Finishing third was 2017 U.S. Champion Karen Chen, who totaled 198.59. Three-time U.S. champion and 2014 Olympian Ashley Wagner finished fourth with 196.19 points.
Wang said just warming up alongside those women was rewarding.
“It was really exciting to be in the final warm-up group for the first time,” Wang said after earning 121.01 for her free skate Friday night to finish with 188.01 points. “I had a lot of fun out there. It was definitely my best U.S. championships ever. I’m really stoked with the results from this week and my performances.”
Wang said she came into this weekend's competition just hoping to perform the way she’d been practicing.
“(I) just (wanted to) put out strong programs like I do in practice,” she said. “Really, just perform how I train. It was good to be able to skate the way I did.”
She said she learned her skills match her desire.
“(I learned) that I can and I do belong on that big stage and in that final warm-up group,” she said with a smile. “I’ve always felt like I belonged out there with them, so it was really cool to be able to experience it.”
She said competing alongside the women who will represent the U.S. in Pyeongchang next month was a very different experience.
“The energy and everything is so different,” she said of the final group of women at Friday’s championships. “So it was just awesome being out there.”
Tennell said dealing with injuries has been a test of her physical and mental strength, even as she continued to nurture her Olympic dream.
“It’s been kind of a long road,” she said. “My main goal was to stay healthy. I knew it was an Olympic year, so I kept it in the back of my mind all season and put out clean programs and tried to rely on my training.”
Wang, like the favorite to win the men’s U.S. championship, Nathan Chen, began skating after Salt Lake City hosted the 2002 Olympic Games. Chen posted the top score in the men’s short program on Thursday and will try to defend his 2017 title on Saturday night.
“That’s one of the reasons I started skating,” she said. “They had a lot of practice rinks built, and there was a lot of hype. I love so many things (about skating). Just being able to go in and train day in and day out, and go out and compete and perform and have experiences like this where you get to be with the best in the country skating out there in front of great fans.”
She said she isn’t sure what’s next for her, but that she will be watching the men’s competition on Saturday night.
“There are a lot of decisions to be made, so I’m not really sure,” she said.

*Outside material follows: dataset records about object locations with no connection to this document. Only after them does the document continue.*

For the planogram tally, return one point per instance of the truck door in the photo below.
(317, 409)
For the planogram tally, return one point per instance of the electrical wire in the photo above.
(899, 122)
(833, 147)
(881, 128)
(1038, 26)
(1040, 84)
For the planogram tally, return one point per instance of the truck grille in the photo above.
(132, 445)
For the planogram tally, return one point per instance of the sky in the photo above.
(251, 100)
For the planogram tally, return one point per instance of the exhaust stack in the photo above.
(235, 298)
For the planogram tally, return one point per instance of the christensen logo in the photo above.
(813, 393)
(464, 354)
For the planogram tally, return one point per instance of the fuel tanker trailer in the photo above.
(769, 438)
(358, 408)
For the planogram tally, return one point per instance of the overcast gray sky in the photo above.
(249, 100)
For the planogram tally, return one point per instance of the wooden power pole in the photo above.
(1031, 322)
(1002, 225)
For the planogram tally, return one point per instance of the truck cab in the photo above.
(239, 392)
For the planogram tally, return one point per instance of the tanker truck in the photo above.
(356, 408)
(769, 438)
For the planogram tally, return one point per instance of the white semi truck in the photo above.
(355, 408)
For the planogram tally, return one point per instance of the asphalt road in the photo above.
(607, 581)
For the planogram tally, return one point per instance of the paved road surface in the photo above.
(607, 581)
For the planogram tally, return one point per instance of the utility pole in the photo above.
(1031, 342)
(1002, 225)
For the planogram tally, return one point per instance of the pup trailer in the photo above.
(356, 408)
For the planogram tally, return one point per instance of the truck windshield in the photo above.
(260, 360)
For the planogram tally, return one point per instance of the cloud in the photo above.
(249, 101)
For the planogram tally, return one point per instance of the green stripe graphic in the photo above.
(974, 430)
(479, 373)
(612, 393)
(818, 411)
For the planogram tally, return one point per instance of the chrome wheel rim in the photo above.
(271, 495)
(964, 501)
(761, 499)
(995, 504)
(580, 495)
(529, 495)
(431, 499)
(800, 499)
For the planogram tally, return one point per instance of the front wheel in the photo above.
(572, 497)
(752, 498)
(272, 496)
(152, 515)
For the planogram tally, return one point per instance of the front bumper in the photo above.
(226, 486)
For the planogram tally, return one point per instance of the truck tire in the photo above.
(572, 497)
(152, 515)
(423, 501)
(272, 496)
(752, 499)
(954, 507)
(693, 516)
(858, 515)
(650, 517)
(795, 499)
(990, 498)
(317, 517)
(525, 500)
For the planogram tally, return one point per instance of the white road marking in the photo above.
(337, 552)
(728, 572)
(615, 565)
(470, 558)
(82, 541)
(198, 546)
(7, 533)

Among those decisions are which skaters will represent the U.S. at the 2018 Olympics next month. There were just fractions of points separating Chen and fourth-place finisher Wagner, and the decision makers consider the entire season’s results when choosing the three women who will make the Olympic team.
The final decision about which three skaters will represent the U.S. at the Olympics will be announced Saturday morning at 6 a.m. (MT) on "The Today Show."